Although the legend had initially circulated amongst elementary schoolers, it eventually found its way into the collective imagination of middle school and high schools students, who began to use it to create ritualistic events. For instance, my informant said, there were always a group of foolhardy middle school kids that would make it a point, over the summer when they were bored, to camp under different trees a few nights in a row, to see if they could find the right one, “The Hogwarts Tree.” Even in high school these sort of ritualistic events proceeded, with high schoolers doing the same thing or being even more clever by daring someone to sleep under a tree alone. At one point, my informant said, when the legend was at its peak, there would be twenty or thirty groups of different middle schoolers and high schoolers (sometimes with parent chaperones, although these were the “lame” groups) grouped under different trees, using “The Hogwarts Tree” as an excuse to camp out in the middle of the nature reserve. It became fashionable to say that they had spent the summer looking for “The Hogwarts Tree,” and oftentimes people told stories of how they had come so close to finding it.

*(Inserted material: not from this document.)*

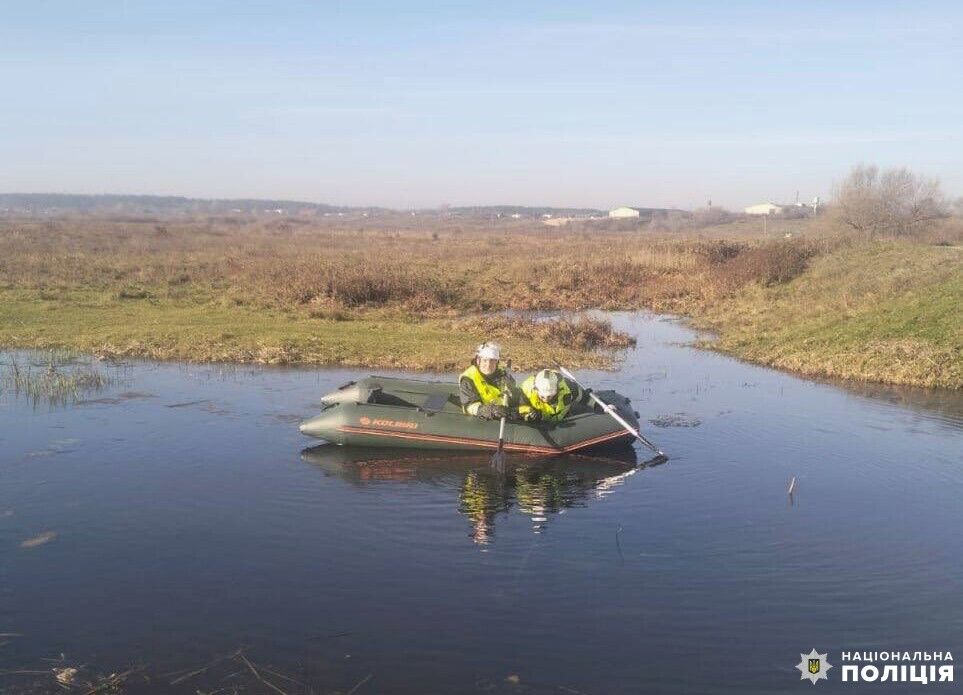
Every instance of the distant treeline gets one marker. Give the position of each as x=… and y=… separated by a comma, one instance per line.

The town police had, apparently, turned a blind eye to the proceedings, seeing as how it was all some kids having fun, up until high-schoolers and college students began drinking in the reserve, having secret Hogwarts parties that my informant did not know about until she was a high-schooler herself. These and the other groups petered out as the police began discouraging them from camping in the reserve. There were still some people that ventured into the reserve to look for “The Hogwarts Tree,” but these were random groups, usually college students looking for an adrenaline rush.

This legend arose, obviously, from elementary school students’ obsession with the Harry Potter books–especially because they were of the right age to receive the letter from Hogwarts that would supposedly proclaim them a wizard. Every reader of the Harry Potter books has wanted to become a wizard, and this desire is perfectly captured in this story, which entranced first elementary schoolers, and then those older, indicating that nobody is too old for some literary escapism, or to want an excuse to camp out in a forest without parental supervision. Looking for “The Hogwarts Tree” perhaps gave them a sense of higher purpose that elevated the event beyond the traditional experience.